5thly. There must be a corps of Artillery and Engineers kept on foot in time of peace, as the officers of this corps require science and long preliminary study, and cannot be formed on an emergency; and as the neglect of this institution would always oblige the United States to have recourse to foreigners in time of war for a supply of officers in this essential branch--an inconvenience which it ought to be the object of every nation to avoid. Nor indeed is it possible to dispense with the service of such a corps in time of peace, as it will be indispensable not only to have posts on the frontier; but to have fortified harbours for the reception and protection of the fleet of the United States. This corps requiring particular institutions for the instruction and formation of the officers cannot exist upon separate establishments without a great increase of expence.
6thly. It appears from the annexed papers No. 1 to 4, to be the concurrent opinion of the Commander in Chief, the Secretary at War, the Inspector General and the Chief Engineer, not only that some militia establishment is indispensable but that it ought in all respects to be under the authority of the United States as well for military as political reasons. The plan hereafter submitted on considerations of oeconomy is less extensive than proposed by either of them.
The Committee upon these principles submit the following plan.

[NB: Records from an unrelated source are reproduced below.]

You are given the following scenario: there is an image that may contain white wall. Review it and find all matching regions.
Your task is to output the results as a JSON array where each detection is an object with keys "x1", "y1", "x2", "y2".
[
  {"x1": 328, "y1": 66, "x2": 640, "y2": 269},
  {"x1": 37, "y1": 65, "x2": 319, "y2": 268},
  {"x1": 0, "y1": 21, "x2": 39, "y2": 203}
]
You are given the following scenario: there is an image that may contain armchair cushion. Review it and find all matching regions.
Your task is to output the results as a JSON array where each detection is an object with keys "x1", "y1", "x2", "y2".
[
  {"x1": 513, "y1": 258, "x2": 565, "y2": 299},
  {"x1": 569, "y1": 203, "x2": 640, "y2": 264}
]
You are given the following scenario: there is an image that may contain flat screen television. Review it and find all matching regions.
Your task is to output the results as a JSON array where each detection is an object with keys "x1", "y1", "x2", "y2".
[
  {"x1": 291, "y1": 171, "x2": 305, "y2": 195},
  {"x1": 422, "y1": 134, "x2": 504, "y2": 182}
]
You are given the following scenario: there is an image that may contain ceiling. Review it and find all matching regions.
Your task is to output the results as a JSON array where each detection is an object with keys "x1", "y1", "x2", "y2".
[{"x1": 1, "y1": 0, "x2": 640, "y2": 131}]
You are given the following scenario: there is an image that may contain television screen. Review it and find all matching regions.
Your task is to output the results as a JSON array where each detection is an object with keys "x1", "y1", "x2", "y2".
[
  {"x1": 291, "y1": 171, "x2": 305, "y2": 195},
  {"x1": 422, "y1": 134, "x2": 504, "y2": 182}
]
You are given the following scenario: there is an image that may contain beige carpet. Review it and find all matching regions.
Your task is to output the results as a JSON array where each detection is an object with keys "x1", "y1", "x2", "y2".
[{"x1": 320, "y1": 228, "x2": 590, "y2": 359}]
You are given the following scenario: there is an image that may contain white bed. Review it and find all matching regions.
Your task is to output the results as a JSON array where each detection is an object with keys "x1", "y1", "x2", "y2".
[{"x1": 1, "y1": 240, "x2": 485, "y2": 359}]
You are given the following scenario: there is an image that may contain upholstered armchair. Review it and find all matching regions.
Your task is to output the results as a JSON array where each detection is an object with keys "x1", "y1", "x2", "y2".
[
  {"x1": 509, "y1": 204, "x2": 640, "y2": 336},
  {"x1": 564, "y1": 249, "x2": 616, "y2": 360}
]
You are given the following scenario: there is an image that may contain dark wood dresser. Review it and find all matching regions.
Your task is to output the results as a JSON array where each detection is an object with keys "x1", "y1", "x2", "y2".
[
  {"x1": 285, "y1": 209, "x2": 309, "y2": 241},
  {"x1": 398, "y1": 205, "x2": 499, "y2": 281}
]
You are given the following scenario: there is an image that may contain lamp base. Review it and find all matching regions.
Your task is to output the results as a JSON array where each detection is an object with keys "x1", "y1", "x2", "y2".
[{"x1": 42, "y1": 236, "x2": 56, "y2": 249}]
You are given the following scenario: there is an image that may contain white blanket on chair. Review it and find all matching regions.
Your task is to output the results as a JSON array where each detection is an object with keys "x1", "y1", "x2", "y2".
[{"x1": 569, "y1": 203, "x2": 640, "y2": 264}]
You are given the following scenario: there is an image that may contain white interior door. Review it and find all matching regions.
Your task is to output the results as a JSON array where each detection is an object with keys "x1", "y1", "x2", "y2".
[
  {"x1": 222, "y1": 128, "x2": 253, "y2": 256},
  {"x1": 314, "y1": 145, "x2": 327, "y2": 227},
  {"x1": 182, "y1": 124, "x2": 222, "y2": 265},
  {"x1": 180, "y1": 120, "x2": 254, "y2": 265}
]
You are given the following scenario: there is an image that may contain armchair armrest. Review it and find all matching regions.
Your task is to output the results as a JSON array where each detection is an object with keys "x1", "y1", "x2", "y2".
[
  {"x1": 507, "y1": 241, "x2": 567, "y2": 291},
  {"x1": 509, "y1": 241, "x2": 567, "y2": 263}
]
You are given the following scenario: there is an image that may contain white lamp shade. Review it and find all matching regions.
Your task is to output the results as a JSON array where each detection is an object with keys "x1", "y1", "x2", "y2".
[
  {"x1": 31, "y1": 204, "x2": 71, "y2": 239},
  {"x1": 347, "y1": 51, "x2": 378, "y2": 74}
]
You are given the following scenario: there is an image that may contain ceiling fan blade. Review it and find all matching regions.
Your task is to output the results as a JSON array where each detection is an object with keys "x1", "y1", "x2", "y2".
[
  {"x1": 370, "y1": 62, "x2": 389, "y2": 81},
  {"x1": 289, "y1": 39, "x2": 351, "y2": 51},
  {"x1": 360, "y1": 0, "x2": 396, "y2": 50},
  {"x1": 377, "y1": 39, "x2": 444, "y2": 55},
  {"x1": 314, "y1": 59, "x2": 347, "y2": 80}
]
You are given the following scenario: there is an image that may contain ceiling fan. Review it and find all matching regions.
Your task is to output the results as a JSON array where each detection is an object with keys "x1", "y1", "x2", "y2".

The Military peace establishment of the United States to consist of four regiments of infantry, and, one of Artillery incorporated in a corps of Engineers, with the denomination of the corps of Engineers.
Each Regiment of infantry to consist of two batalions, each batalion of four companies, each company of 64 rank and file, with the following, commissioned and Non commissioned officers, pay, rations and cloathing; to be however recruited to one hundred & twenty eight rank & file in time of war, preserving the proportion of corporals to privates.